2014年6月5日木曜日

ファシリテーション入門;ファシリテーション・グラフィックとKJ法


山村づくり講座の1年生前期では、毎年「ファシリテーション入門」という専門科目を行っています。山村コミュニティに入って活動する準備、あるいは他分野の方々と協働するための基礎スキルとして、基礎的かつ代表的なファシリテーション技法を学びます。

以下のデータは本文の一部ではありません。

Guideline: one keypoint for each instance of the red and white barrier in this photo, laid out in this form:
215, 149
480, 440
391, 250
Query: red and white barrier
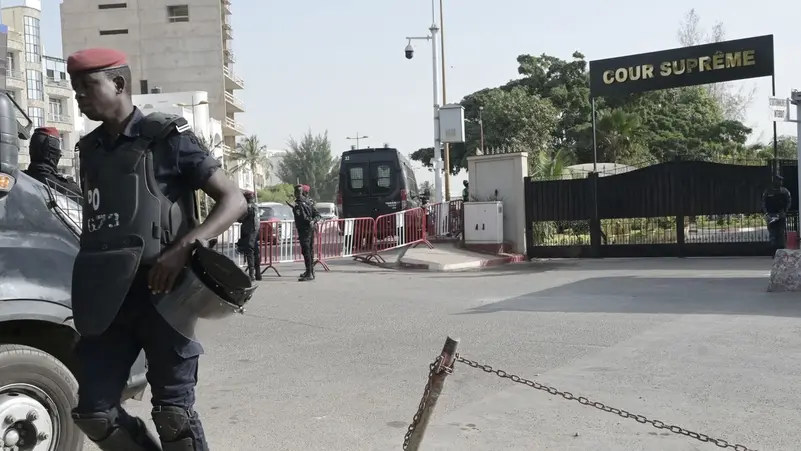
345, 238
445, 220
401, 229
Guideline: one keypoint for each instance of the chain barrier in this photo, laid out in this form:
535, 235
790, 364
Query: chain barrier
583, 401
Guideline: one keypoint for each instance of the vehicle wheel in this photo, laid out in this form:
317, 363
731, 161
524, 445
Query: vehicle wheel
37, 393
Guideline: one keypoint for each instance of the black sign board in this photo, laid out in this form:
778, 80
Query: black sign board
685, 66
4, 49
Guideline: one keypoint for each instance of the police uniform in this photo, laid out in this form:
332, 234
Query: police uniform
45, 152
777, 200
306, 217
248, 243
139, 197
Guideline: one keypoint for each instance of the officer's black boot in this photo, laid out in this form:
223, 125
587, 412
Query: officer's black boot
116, 431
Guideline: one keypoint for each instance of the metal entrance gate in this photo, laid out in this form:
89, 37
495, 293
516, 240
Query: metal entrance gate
672, 209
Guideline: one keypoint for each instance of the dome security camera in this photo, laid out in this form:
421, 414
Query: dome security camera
409, 52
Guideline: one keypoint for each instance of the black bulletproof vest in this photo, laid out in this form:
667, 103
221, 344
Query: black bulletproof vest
122, 202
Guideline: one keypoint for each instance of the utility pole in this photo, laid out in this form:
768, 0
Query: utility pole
357, 138
446, 154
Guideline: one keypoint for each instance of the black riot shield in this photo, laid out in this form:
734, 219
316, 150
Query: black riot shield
212, 287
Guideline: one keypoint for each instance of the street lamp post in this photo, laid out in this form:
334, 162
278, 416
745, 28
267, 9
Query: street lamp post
481, 127
433, 29
195, 129
357, 138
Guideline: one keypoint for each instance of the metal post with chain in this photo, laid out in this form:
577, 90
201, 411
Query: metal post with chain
438, 371
566, 395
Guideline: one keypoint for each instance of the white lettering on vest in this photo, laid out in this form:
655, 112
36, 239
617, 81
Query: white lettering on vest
108, 220
93, 198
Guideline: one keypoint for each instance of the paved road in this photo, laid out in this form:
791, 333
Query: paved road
340, 364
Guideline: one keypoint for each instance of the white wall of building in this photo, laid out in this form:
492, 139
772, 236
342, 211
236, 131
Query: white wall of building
181, 104
177, 47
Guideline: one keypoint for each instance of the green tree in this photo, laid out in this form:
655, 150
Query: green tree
732, 99
787, 147
617, 131
512, 118
309, 161
426, 185
251, 154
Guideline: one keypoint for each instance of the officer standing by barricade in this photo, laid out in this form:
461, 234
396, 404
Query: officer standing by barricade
140, 229
776, 201
45, 152
306, 218
248, 243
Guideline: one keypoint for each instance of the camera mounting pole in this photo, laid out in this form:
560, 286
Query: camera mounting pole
439, 196
795, 99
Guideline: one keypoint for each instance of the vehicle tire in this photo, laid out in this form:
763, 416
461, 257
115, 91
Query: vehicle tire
31, 377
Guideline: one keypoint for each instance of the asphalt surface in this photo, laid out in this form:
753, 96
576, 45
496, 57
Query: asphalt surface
339, 364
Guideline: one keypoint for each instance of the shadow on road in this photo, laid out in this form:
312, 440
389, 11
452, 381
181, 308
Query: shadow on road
664, 295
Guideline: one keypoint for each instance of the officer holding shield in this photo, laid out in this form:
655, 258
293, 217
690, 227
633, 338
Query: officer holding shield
140, 226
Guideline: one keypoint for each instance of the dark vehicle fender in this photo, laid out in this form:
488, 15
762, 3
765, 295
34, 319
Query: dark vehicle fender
49, 326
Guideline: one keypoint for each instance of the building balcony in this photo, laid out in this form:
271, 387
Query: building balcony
58, 88
232, 81
16, 41
232, 128
60, 121
15, 79
234, 104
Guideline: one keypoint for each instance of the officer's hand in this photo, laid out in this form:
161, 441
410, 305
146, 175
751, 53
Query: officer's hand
168, 267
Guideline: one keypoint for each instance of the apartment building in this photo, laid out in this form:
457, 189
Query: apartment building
39, 83
172, 46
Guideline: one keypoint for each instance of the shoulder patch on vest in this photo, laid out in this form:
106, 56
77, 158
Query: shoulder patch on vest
157, 126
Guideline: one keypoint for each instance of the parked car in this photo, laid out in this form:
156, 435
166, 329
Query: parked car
327, 210
274, 213
39, 240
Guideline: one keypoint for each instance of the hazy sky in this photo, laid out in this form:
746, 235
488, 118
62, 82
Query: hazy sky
339, 66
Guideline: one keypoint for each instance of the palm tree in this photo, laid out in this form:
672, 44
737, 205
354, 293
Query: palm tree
250, 153
544, 165
617, 130
309, 161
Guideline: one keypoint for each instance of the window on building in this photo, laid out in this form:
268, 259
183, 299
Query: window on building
57, 112
33, 45
34, 81
112, 32
178, 13
37, 116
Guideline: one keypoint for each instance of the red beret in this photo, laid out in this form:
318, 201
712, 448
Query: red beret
52, 131
92, 60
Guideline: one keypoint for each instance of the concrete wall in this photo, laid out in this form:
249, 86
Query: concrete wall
177, 57
500, 177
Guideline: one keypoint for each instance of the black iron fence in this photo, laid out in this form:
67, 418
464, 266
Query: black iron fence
677, 208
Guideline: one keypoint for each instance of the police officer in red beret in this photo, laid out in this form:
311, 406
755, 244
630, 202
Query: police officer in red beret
248, 243
45, 152
139, 174
306, 218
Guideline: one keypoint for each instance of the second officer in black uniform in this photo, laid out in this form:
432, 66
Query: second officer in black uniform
306, 218
138, 174
248, 243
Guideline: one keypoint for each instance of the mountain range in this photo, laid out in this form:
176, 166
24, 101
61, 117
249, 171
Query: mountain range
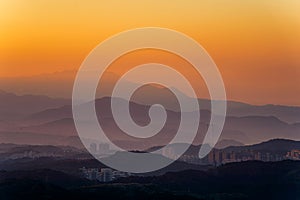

2回目の授業では、午前中に「ファシリテーション・グラフィック」の基礎練習をしました。模造紙(名古屋圏ではB紙と言います^^)の貼り付け方、水性マジックの使い方、基本的な文字・線・アイコンなどの書き方を練習した後は、模擬会議を行っている内容をレコーダー(記録係)が実況中継よろしく書き出していきます。これにより会議参加者は、①自分の発言内容がきちんと書き留められる安心感を得る、②個々のノートテイクから解放されて会議内容に集中できる、③板書をふりかえることで議論の整理や合意がしやすなる、と言われています。さて、初めてやった7人は上手くできたかな?それぞれの個性が出て、楽しい板書になりました!



午後は、企画会議などでお馴染みの「ブレーンストーミング」と「KJ法」の演習を行いました。短時間にたくさんのアイデアを出し合う手法としてのブレストを10分間行った後、今回のテーマ「成功する田舎暮らし」について、出された200枚余りのカードをKJ法のステップで整理していきました。

現在では、発想法や企画術としてたくさんの手法が紹介されていますが、1967年に京大の人類学者・川喜田二郎氏がフィールドデータの整理法として提唱したKJ法は、半世紀たっても使い続けられています。それは、①提出された全てのアイデアを生かす、②徹底した合議による整理とネーミング、③個別に対立・矛盾する要素も抽象化した段階で統合する、という様々なワークショップ手法に通低する原則が貫かれているからでしょう。



約2時間をかけて今年の1年生7人がまとめた「田舎に暮らすために」の成果は!?良くも悪くも現在のみんなの認識を正確に反映したものでした。これを見返して、さらに発展的なテーマでKJワークを繰り返していくことで、合意形成や企画の技術が身に付いていくと思います。みんなどんどん実践して自分のモノにしてくださいね。